An aerial view of the Berkshire Hills Regional School District campus in Great Barrington

Schools support families with proper nutrition during unexpected closures

Great Barrington — The welfare of our community’s youngest citizens snapped into sharp focus on Friday when schools across the county closed for a period that now extends through Monday, April 6. Within 24 hours of Gov. Baker’s announcement Sunday evening, one that affects all public and private schools throughout the Commonwealth, South County community partners met to address heightened food insecurity concerns amid the current COVID-19 outbreak in the region. Beginning Tuesday, March 17, a trio of South County schools will make to-go meals consisting of lunches and next-day breakfasts available to families with school-aged children, regardless of whether or not they were receiving free or reduced lunch. Meals will be picked up drive-thru style to minimize exposure to one another during this time of suggested social distancing.

Meals for families in the Berkshire Hills Regional School District will be available at the following sites from 11:30 a.m. to 12:30 p.m.: Monument Valley Regional Middle School (in main loop); Great Barrington Fire Station (in back parking area); Housie Dome (front entrance); Stockbridge Town Hall (back entrance); West Stockbridge Town Hall (front entrance). Please email to communicate how many meals you need.

Southern Berkshire Regional School District Superintendent Beth Regulbuto. Photo courtesy Southern Berkshire Regional School District

Superintendent Beth Regulbuto informed families on Monday evening that the Southern Berkshire Regional School District meal program will provide an opportunity for families with school-aged children 18 and younger to obtain breakfast and lunch at no cost while school is closed. Meals will be available Monday through Friday from 11 a.m. to 1 p.m. at the Undermountain Elementary School entrance starting Tuesday, March 17. Each child will receive one lunch and one breakfast for the next day. All meals will meet or exceed USDA nutritional requirements. For the safety of staff, families are asked to please observe the one-way traffic pattern.  Please contact Jeremy Wells, director of food services, at or (413) 248-0727 to communicate how many meals are needed in order to be adequately prepared to meet the demand. Please inform the director of your need for delivery when you call or email.

Tom Nadolny of the Farmington River Regional School District.

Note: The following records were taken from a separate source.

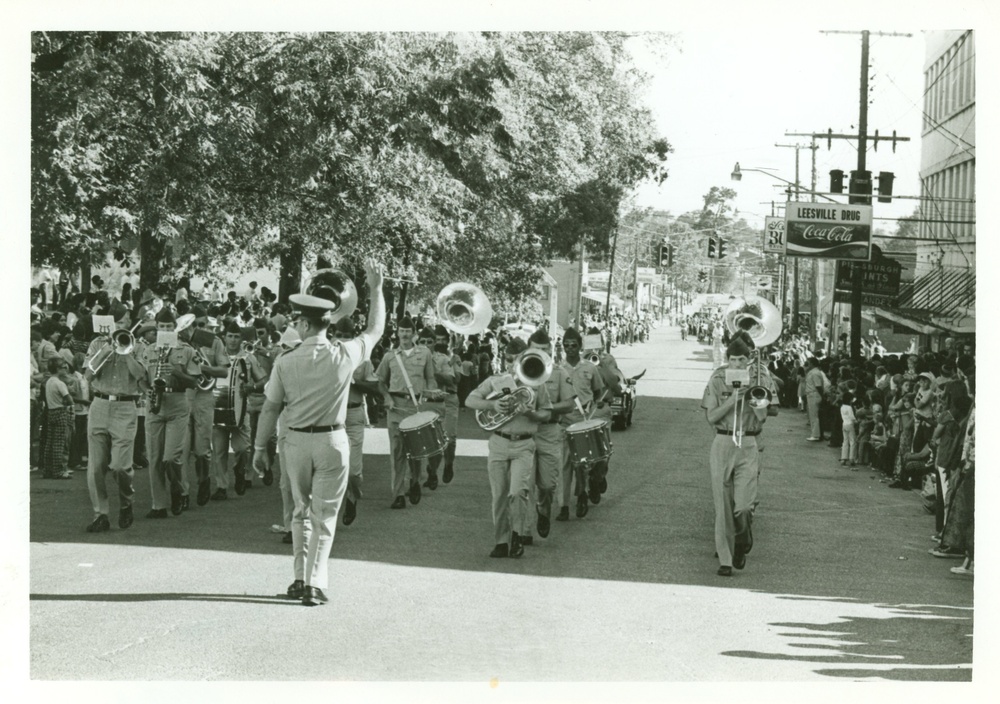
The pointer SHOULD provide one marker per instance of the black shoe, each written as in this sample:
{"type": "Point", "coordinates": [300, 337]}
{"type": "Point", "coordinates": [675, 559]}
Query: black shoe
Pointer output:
{"type": "Point", "coordinates": [314, 596]}
{"type": "Point", "coordinates": [543, 526]}
{"type": "Point", "coordinates": [100, 524]}
{"type": "Point", "coordinates": [350, 512]}
{"type": "Point", "coordinates": [204, 491]}
{"type": "Point", "coordinates": [176, 500]}
{"type": "Point", "coordinates": [594, 493]}
{"type": "Point", "coordinates": [501, 550]}
{"type": "Point", "coordinates": [739, 556]}
{"type": "Point", "coordinates": [516, 547]}
{"type": "Point", "coordinates": [125, 517]}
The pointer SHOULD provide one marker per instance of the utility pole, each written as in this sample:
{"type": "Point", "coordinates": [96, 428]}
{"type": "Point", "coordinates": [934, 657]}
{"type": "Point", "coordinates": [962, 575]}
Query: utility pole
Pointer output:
{"type": "Point", "coordinates": [860, 184]}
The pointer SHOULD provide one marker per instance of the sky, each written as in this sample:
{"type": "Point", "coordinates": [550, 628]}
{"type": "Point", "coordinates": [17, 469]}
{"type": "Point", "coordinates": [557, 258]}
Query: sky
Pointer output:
{"type": "Point", "coordinates": [727, 96]}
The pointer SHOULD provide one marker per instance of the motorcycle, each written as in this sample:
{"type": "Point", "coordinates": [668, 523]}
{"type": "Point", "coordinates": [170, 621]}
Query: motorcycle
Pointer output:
{"type": "Point", "coordinates": [623, 404]}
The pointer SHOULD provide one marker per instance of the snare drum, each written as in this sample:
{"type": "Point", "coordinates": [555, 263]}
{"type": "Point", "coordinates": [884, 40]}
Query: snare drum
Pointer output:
{"type": "Point", "coordinates": [423, 435]}
{"type": "Point", "coordinates": [589, 441]}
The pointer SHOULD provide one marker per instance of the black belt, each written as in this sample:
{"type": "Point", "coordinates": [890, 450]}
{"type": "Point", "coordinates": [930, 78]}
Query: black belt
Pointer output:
{"type": "Point", "coordinates": [513, 436]}
{"type": "Point", "coordinates": [114, 397]}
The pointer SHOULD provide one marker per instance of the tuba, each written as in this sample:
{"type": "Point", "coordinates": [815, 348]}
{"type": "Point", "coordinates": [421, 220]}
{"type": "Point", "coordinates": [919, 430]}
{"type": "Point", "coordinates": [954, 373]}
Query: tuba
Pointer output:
{"type": "Point", "coordinates": [464, 308]}
{"type": "Point", "coordinates": [532, 368]}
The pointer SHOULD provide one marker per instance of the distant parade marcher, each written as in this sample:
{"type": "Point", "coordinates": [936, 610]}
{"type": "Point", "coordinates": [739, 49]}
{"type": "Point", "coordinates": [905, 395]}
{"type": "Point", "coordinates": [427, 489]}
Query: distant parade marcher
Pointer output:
{"type": "Point", "coordinates": [312, 382]}
{"type": "Point", "coordinates": [112, 426]}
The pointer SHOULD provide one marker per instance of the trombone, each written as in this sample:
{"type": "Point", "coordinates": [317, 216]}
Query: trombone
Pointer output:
{"type": "Point", "coordinates": [122, 342]}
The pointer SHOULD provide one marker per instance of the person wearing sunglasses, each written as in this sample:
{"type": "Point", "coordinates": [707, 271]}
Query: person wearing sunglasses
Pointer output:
{"type": "Point", "coordinates": [312, 382]}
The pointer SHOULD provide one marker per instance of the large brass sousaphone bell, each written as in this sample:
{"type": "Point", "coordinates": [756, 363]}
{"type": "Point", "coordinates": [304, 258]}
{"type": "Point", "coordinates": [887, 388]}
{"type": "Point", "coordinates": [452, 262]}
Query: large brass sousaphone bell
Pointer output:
{"type": "Point", "coordinates": [464, 308]}
{"type": "Point", "coordinates": [329, 287]}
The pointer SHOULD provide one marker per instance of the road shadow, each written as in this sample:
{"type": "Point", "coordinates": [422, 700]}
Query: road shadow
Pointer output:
{"type": "Point", "coordinates": [910, 642]}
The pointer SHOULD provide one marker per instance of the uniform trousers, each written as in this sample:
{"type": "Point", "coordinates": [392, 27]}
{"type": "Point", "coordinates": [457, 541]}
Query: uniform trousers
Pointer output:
{"type": "Point", "coordinates": [549, 443]}
{"type": "Point", "coordinates": [317, 465]}
{"type": "Point", "coordinates": [198, 439]}
{"type": "Point", "coordinates": [355, 426]}
{"type": "Point", "coordinates": [812, 407]}
{"type": "Point", "coordinates": [733, 472]}
{"type": "Point", "coordinates": [510, 466]}
{"type": "Point", "coordinates": [111, 431]}
{"type": "Point", "coordinates": [166, 432]}
{"type": "Point", "coordinates": [222, 438]}
{"type": "Point", "coordinates": [404, 472]}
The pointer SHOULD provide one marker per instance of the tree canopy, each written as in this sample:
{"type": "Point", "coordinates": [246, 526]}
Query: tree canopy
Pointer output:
{"type": "Point", "coordinates": [477, 156]}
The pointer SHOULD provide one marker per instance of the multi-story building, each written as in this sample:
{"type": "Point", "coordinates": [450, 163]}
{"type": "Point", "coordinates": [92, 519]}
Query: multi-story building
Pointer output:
{"type": "Point", "coordinates": [940, 302]}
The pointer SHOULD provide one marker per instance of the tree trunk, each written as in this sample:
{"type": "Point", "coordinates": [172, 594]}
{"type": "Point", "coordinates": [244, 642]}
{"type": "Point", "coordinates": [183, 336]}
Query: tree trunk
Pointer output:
{"type": "Point", "coordinates": [290, 277]}
{"type": "Point", "coordinates": [152, 251]}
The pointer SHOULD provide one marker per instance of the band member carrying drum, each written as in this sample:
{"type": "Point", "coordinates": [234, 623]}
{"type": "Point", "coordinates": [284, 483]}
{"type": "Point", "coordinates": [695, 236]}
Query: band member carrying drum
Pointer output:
{"type": "Point", "coordinates": [511, 462]}
{"type": "Point", "coordinates": [588, 386]}
{"type": "Point", "coordinates": [312, 381]}
{"type": "Point", "coordinates": [363, 382]}
{"type": "Point", "coordinates": [231, 425]}
{"type": "Point", "coordinates": [405, 376]}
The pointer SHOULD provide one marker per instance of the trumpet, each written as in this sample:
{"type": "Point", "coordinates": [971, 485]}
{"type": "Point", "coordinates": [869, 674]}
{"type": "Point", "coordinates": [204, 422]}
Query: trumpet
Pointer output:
{"type": "Point", "coordinates": [121, 341]}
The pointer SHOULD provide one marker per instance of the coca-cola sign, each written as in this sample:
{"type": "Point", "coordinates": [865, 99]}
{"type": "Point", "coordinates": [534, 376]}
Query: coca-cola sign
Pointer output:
{"type": "Point", "coordinates": [828, 230]}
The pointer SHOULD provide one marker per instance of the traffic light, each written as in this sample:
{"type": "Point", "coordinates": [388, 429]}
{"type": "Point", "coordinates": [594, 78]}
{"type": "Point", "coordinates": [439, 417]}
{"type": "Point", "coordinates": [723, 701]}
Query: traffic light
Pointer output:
{"type": "Point", "coordinates": [885, 179]}
{"type": "Point", "coordinates": [836, 181]}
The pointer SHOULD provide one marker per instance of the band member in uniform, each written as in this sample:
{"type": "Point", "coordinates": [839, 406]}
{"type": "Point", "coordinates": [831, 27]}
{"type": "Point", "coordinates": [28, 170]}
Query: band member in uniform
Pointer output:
{"type": "Point", "coordinates": [214, 365]}
{"type": "Point", "coordinates": [224, 434]}
{"type": "Point", "coordinates": [588, 386]}
{"type": "Point", "coordinates": [116, 386]}
{"type": "Point", "coordinates": [733, 467]}
{"type": "Point", "coordinates": [312, 381]}
{"type": "Point", "coordinates": [447, 366]}
{"type": "Point", "coordinates": [172, 371]}
{"type": "Point", "coordinates": [549, 438]}
{"type": "Point", "coordinates": [511, 462]}
{"type": "Point", "coordinates": [363, 382]}
{"type": "Point", "coordinates": [405, 375]}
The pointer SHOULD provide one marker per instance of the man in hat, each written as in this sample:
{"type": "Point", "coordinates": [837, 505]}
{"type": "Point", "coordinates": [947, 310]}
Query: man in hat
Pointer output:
{"type": "Point", "coordinates": [363, 382]}
{"type": "Point", "coordinates": [405, 376]}
{"type": "Point", "coordinates": [588, 386]}
{"type": "Point", "coordinates": [111, 427]}
{"type": "Point", "coordinates": [172, 370]}
{"type": "Point", "coordinates": [214, 365]}
{"type": "Point", "coordinates": [312, 381]}
{"type": "Point", "coordinates": [733, 467]}
{"type": "Point", "coordinates": [511, 460]}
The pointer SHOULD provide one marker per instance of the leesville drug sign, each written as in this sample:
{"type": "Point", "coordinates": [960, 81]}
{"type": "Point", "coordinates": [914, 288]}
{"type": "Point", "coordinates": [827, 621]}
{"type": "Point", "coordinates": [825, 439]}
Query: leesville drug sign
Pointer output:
{"type": "Point", "coordinates": [828, 230]}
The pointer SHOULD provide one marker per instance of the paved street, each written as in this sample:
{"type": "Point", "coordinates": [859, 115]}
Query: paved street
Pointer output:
{"type": "Point", "coordinates": [839, 585]}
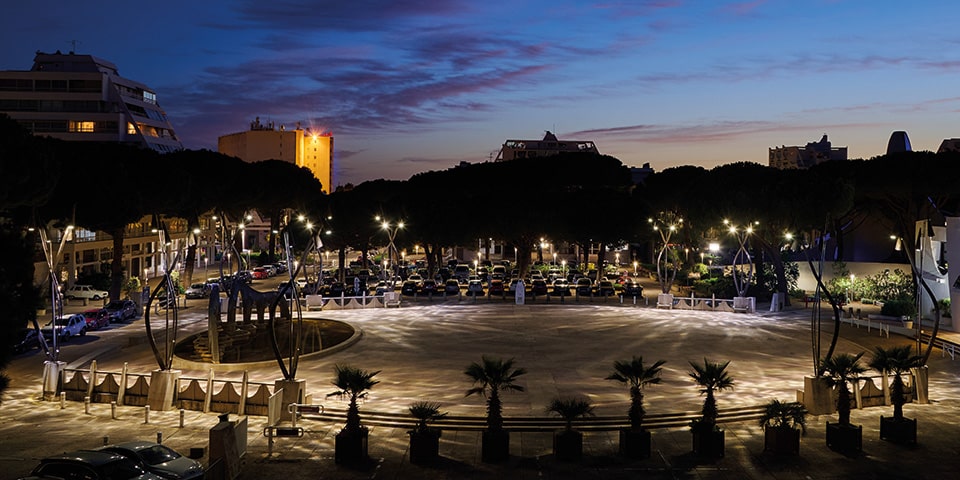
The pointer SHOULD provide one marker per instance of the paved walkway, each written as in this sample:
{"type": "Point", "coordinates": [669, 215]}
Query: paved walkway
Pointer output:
{"type": "Point", "coordinates": [567, 349]}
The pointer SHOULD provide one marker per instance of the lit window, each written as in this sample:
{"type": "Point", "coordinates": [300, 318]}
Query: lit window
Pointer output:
{"type": "Point", "coordinates": [80, 127]}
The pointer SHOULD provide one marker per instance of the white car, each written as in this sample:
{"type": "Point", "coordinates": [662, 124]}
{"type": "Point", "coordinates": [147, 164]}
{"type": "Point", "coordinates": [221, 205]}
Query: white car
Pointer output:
{"type": "Point", "coordinates": [67, 326]}
{"type": "Point", "coordinates": [84, 291]}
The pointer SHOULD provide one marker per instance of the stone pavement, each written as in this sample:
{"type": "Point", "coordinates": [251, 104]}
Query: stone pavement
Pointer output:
{"type": "Point", "coordinates": [422, 350]}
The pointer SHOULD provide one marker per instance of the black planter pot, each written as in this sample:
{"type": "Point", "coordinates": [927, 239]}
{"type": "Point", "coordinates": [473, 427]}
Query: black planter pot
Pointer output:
{"type": "Point", "coordinates": [424, 445]}
{"type": "Point", "coordinates": [351, 447]}
{"type": "Point", "coordinates": [635, 444]}
{"type": "Point", "coordinates": [898, 431]}
{"type": "Point", "coordinates": [844, 438]}
{"type": "Point", "coordinates": [568, 445]}
{"type": "Point", "coordinates": [781, 440]}
{"type": "Point", "coordinates": [495, 446]}
{"type": "Point", "coordinates": [708, 444]}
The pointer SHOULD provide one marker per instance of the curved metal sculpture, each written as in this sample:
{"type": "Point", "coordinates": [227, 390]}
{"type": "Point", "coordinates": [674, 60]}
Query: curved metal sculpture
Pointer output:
{"type": "Point", "coordinates": [290, 293]}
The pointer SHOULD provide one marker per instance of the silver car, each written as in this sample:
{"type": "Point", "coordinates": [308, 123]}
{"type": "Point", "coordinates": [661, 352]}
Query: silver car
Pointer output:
{"type": "Point", "coordinates": [158, 459]}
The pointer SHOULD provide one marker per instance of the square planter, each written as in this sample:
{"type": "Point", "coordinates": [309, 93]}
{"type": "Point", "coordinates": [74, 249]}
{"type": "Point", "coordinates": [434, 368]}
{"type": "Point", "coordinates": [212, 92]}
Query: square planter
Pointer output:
{"type": "Point", "coordinates": [781, 440]}
{"type": "Point", "coordinates": [424, 445]}
{"type": "Point", "coordinates": [708, 444]}
{"type": "Point", "coordinates": [903, 431]}
{"type": "Point", "coordinates": [844, 438]}
{"type": "Point", "coordinates": [635, 444]}
{"type": "Point", "coordinates": [568, 445]}
{"type": "Point", "coordinates": [495, 447]}
{"type": "Point", "coordinates": [351, 447]}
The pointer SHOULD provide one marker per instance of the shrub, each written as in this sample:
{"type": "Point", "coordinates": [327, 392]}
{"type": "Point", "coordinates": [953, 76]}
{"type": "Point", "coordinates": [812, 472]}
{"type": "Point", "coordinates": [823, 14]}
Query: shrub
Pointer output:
{"type": "Point", "coordinates": [898, 308]}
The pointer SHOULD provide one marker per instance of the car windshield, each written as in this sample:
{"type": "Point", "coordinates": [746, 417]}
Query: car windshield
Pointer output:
{"type": "Point", "coordinates": [157, 454]}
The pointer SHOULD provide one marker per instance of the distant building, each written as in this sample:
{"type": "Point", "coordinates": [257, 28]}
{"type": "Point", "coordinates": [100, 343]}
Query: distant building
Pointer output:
{"type": "Point", "coordinates": [313, 150]}
{"type": "Point", "coordinates": [82, 98]}
{"type": "Point", "coordinates": [899, 142]}
{"type": "Point", "coordinates": [949, 145]}
{"type": "Point", "coordinates": [811, 154]}
{"type": "Point", "coordinates": [514, 149]}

Photo courtesy Farmington River Regional School District

Tom Nadolny of the Farmington River Regional School District in Otis reached out to families on Sunday to acknowledge that many families may be challenged to provide nutritious meals and snacks for their children during this unexpected time away from school. Nadolny announced: “With the support of the administration, and help from the kitchen, support staff and teachers, Farmington River will be putting together a food care package that will consist of items that can help with breakfast, lunch and snacks. If you would like a food package, please let Terri know, either by responding by email to: or by phone (413) 269-4466 ext. 212. On Tuesday, March 17, you will have the option to pick up the care package from Terri outside of the school between 9 and 10 a.m. or it will be delivered in a box and left outside your home.”

Berkshire Hills Regional School District Superintendent Peter Dillon. Photo: Heather Bellow

School districts are working with a cohort of community partners to address the growing need for support of families with young children during this unexpected break from school. “About 50% of our students are eligible for free-reduced lunch,” said BHRSD Superintendent Peter Dillon in a written statement Monday. “We needed to try to fill that gap with school being closed,” he added. Dillon cited food service staff, especially Kathy Sullivan and Jodi Hall, and business administrator Sharon Harrison as key in working with others in the community, including Jenny Schwartz of Project Backpack, to come up with the current plan; community volunteers and parents have stepped up, too. “It’s great to see the community come together to support itself,” said Dillon.